The study by the Washington-based Project 2049 Institute says that at first glance Taiwan’s vibrant landscape belies its designation as the most “vulnerable place on earth to natural hazards.”
Written by Mark Stokes and Tiffany Ma, the study says Taiwan’s potential for devastation from typhoons and earthquakes is only matched “by the ubiquitous presence of a growing arsenal of increasingly accurate and lethal conventional ballistic missiles opposite the island.”
And it asks: “Bearing the brunt of global climate change and facing the world’s most rapidly modernizing military, is Taiwan prepared for the challenges?”
The institute does research aimed at improving Asia’s security by mid-century, and concentrates on alternative security and policy solutions.
The US, the study says, should establish climate change as a “core component” of the unofficial US-Taiwan relationship, and jointly explore technical solutions that could enhance disaster warning, recovery and response.
“Ultimately, Taiwan’s emergency management challenges may mandate a review and possible new paradigm for deepening and broadening the US-ROC [Republic of China] security relationship,” it says.
“While military challenges faced by Taiwan may result in more persistent and protracted crises, non-traditional threats may be more imminent and just as lethal to life and prosperity,” it says.
Taiwan, it says, is in the path of a growing number of typhoons that are increasing in strength owing to rising ocean temperatures.
“Sitting astride the Pacific Ring of Fire, Taiwan experiences up to 18,000 detectable earthquakes each year,” the study says.
It adds: “Since 1900, there have been 97 major earthquakes with 19 of them classified as disasters.”
In addition, the incidence of typhoons in Taiwan has risen from an average of 3.3 times per year in the 20th century to an average of 5.7 times a year after 2000.
“The increased frequency, as well as intensity, of typhoons has been associated with warming sea temperatures,” it says.
“The typhoon prognosis for Taiwan is bleak, with climate change projected to further increase ocean temperatures.
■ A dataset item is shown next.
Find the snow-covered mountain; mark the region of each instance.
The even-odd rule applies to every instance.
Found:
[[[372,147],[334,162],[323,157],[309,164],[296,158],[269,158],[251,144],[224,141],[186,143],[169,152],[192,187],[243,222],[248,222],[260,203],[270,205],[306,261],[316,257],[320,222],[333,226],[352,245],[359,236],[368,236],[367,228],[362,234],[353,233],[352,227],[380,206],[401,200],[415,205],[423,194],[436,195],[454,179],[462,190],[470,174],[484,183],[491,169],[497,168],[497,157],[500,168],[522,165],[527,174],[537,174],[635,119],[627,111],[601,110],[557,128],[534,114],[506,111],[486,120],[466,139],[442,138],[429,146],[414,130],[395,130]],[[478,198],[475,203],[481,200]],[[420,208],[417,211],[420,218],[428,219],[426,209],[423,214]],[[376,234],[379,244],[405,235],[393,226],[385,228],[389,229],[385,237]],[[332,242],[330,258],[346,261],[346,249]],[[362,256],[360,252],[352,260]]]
An accelerated rise in the Earth’s surface and atmospheric temperature is contributing toward more frequent and extreme weather events,” the study says.
Scientists predict that a 1?C rise in surface temperature could result in a 140 percent increase in extreme rain for Taiwan.
“Faced with some of the world’s most severe challenges from natural disasters, it is a paradox that Taiwan’s primary security partner, the United States, and its primary economic partner, the People’s Republic of China, are the two top emitters of greenhouse gases that contribute to climate change,” the study says.
It concludes that an “all hazards” command, control, communications, computers, intelligence, surveillance and reconnaissance (C4ISR) system would improve emergency preparedness and urges Taiwan to develop such a system.
“Taiwan has powerful incentives to field one of the most advanced and networked emergency management C4ISR systems in the world,” the study says.